La conquête a donné l’Italie à Théodoric, la reconnaissance de l’empereur d’Orient ajoute au fait la sanction du droit. Alors le jeune vainqueur se trouve en présence d’un problème que nul conquérant de ce siècle n’avait encore résolu : faire vivre ensemble les vainqueurs et les vaincus, fondre un peuple jeune et barbare avec un peuple vieux et usé. C’est en surmontant cette difficulté par un instinct supérieur, par une politique au-dessus de son temps, que Théodoric a mérité d’être comparé par Voltaire à Charlemagne lui-même[1]. Je voudrais arrêter ici l’attention du lecteur : l’examen de cette question importe non-seulement à l’histoire de Théodoric, mais à celle de toutes les nationalités, qui datent de cette époque.
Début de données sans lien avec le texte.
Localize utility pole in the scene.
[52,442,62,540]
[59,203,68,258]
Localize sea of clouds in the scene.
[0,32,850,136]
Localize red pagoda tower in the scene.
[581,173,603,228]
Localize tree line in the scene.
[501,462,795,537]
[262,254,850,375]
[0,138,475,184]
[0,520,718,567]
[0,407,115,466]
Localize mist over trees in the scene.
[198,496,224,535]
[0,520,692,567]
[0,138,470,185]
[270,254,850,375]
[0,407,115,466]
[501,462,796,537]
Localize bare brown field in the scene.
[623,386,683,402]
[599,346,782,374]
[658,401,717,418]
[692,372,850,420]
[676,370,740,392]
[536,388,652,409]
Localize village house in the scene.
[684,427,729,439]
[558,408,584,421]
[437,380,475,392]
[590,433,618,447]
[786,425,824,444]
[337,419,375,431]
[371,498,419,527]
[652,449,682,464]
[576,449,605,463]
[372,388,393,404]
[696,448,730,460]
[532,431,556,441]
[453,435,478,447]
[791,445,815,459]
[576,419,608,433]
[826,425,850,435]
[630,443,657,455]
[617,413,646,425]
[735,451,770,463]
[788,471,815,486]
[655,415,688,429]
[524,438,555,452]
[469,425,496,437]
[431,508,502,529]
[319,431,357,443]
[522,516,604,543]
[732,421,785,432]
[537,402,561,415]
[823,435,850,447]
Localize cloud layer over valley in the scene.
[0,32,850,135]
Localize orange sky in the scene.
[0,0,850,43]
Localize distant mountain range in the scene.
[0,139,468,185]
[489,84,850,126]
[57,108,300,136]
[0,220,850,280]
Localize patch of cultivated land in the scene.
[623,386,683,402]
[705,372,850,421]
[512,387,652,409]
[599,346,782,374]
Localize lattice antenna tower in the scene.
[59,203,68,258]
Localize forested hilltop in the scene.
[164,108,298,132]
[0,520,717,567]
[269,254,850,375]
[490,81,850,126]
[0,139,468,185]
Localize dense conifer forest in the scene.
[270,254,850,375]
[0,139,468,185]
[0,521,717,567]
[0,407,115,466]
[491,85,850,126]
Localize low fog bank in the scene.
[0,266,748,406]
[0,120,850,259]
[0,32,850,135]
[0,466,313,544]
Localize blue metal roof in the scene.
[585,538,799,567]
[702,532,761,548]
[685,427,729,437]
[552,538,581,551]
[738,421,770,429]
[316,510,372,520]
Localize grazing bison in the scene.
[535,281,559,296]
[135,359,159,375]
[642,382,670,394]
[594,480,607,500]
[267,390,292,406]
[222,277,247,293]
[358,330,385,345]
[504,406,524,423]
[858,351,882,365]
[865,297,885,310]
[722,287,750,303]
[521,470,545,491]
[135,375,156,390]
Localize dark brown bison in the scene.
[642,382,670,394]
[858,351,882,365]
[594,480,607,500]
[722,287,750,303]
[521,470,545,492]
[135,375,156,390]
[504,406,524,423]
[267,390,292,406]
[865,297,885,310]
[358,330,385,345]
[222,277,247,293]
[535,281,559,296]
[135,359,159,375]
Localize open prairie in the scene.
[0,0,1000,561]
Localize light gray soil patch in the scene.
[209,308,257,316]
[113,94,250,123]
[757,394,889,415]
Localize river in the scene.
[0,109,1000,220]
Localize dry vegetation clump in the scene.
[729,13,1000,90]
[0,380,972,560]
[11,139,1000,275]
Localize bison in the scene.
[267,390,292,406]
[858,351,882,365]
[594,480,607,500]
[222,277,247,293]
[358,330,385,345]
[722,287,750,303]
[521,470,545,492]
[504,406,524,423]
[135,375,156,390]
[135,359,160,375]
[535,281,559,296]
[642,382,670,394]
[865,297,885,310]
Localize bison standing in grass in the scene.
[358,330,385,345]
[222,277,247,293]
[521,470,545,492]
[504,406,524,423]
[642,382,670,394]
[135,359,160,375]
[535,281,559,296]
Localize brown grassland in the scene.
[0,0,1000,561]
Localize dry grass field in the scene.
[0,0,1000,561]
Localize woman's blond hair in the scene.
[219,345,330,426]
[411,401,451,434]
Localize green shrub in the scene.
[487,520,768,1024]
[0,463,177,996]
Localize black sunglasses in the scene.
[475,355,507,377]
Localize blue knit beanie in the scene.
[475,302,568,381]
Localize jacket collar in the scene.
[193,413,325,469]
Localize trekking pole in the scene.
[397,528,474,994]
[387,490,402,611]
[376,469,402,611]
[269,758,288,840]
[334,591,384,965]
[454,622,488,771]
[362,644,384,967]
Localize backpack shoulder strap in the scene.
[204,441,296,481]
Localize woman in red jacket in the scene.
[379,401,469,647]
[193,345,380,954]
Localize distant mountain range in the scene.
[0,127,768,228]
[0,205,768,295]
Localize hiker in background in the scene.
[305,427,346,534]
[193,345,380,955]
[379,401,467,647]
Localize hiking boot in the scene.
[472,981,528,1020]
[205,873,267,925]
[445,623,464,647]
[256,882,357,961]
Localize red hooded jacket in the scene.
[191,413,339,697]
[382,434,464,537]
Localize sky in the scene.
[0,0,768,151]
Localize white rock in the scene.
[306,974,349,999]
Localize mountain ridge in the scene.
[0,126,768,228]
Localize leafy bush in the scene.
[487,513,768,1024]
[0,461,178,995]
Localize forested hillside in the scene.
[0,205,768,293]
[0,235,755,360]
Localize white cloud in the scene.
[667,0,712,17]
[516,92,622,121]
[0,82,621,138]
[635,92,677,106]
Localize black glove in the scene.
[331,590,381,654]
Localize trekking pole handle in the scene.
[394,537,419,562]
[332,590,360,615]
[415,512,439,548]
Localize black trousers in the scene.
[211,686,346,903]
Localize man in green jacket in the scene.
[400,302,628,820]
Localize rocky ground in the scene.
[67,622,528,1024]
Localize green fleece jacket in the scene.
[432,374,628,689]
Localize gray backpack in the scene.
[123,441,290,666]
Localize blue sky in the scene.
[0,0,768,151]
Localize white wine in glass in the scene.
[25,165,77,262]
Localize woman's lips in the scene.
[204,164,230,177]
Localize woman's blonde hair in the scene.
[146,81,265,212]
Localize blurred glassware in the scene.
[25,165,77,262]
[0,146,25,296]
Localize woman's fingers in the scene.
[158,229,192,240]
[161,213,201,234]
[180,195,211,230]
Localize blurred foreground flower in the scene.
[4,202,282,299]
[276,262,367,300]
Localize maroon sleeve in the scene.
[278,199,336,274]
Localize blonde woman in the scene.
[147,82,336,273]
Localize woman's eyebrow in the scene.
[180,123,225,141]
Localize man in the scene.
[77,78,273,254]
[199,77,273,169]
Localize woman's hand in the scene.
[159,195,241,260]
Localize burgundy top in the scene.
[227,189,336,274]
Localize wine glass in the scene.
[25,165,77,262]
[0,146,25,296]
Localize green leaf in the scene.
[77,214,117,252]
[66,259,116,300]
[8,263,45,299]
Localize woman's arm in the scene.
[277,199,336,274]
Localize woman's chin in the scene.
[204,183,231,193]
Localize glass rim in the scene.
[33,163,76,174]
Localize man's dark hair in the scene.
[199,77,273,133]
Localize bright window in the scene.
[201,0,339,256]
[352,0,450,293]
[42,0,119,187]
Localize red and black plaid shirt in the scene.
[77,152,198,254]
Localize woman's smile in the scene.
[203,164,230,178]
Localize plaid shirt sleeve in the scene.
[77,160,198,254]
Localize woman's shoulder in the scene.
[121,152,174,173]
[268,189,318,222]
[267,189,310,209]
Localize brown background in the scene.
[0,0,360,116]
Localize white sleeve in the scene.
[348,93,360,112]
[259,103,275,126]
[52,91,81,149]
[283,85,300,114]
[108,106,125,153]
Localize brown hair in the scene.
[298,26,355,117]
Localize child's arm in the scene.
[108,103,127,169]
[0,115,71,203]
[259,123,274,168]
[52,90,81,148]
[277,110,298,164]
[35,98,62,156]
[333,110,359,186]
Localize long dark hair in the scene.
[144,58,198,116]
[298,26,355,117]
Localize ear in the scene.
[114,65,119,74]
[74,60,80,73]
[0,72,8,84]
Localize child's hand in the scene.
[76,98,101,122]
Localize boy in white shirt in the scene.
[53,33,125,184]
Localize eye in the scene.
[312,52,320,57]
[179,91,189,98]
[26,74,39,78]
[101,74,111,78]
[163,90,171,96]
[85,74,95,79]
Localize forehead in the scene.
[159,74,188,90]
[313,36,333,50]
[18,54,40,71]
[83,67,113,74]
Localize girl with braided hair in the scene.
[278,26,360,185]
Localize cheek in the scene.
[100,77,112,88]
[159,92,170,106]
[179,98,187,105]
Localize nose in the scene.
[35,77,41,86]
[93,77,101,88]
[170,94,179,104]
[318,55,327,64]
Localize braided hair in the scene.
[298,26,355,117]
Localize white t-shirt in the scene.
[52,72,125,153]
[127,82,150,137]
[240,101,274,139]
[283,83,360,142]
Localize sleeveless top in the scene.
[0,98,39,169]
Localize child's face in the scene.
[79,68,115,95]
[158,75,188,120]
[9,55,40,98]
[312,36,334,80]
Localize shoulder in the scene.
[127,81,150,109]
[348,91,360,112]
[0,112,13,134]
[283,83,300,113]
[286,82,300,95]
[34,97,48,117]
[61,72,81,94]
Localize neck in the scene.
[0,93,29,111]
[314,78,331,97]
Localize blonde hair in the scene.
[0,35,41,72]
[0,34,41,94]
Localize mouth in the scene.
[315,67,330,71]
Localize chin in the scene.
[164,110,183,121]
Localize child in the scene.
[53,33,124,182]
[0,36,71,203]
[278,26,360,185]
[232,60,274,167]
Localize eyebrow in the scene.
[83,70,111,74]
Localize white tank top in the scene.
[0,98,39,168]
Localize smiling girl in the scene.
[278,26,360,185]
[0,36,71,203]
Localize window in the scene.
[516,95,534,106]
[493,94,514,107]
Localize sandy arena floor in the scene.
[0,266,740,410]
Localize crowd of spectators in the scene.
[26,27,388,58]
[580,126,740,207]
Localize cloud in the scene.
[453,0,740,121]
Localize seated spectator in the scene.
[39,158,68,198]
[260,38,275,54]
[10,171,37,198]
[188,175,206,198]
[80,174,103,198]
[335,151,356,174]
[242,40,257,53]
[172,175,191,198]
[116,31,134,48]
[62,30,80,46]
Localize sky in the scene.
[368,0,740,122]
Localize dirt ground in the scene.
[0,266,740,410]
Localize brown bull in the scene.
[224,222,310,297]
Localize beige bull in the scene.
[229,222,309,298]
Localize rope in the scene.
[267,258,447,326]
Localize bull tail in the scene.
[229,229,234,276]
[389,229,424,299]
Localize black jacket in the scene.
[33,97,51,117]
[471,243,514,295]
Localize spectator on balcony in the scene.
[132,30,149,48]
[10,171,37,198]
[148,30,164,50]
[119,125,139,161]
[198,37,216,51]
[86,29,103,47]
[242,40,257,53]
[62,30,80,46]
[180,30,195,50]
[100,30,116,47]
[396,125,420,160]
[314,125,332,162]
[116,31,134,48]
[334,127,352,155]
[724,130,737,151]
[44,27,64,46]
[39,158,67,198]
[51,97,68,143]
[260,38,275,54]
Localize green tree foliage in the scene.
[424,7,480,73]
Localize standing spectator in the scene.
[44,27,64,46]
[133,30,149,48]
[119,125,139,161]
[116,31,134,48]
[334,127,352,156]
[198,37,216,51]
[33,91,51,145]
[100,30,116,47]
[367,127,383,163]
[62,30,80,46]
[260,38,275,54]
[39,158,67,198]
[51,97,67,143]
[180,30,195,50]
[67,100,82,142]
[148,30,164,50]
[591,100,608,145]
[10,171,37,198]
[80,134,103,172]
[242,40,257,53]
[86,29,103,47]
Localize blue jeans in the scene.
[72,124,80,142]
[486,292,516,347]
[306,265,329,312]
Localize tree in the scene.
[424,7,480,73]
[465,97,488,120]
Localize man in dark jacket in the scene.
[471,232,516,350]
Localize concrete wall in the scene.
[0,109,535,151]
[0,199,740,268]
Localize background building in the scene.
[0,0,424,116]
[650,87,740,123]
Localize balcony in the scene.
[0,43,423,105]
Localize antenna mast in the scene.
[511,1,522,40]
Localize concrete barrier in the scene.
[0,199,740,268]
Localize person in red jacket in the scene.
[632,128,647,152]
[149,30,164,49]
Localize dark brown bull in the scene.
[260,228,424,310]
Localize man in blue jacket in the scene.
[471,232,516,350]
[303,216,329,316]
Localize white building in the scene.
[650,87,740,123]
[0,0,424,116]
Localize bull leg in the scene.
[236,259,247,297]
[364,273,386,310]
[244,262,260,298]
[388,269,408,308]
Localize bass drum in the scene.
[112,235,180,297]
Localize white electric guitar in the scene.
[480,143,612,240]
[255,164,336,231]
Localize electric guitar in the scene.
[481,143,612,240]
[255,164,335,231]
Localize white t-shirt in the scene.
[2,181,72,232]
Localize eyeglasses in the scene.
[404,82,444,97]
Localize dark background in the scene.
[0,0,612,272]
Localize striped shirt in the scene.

Les historiens contemporains portent à plus de deux cent mille le nombre des guerriers goths qui avaient suivi la fortune de leur chef et s’étaient transplantés avec lui en Italie ; en ajoutant les femmes et les enfans, on arrivera à plus d’un million d’ames. Cette multitude dut s’ajouter à la population déjà existante. Comment une telle aggrégation s’est-elle opérée ? C’est un des problèmes les plus agités entre les publicistes et les savans qui ont cherché à éclaircir les origines de l’histoire moderne. Comment fut imposée politiquement, matériellement même, cette communauté forcée des vainqueurs et des vaincus ? Quelle part fut faite aux premiers dans la possession de la terre, qui composait presque exclusivement la richesse de ces temps ? Nous avons là-dessus, pour ce qui concerne la France, autant de systèmes que d’écrivains.

Selon le comte de Boulainvilliers, les Francs s’emparèrent de toutes les terres des vaincus ; ils devinrent, sinon les occupans, au moins les

  1. Essai sur les mœurs, liv. Ier, chap. XII.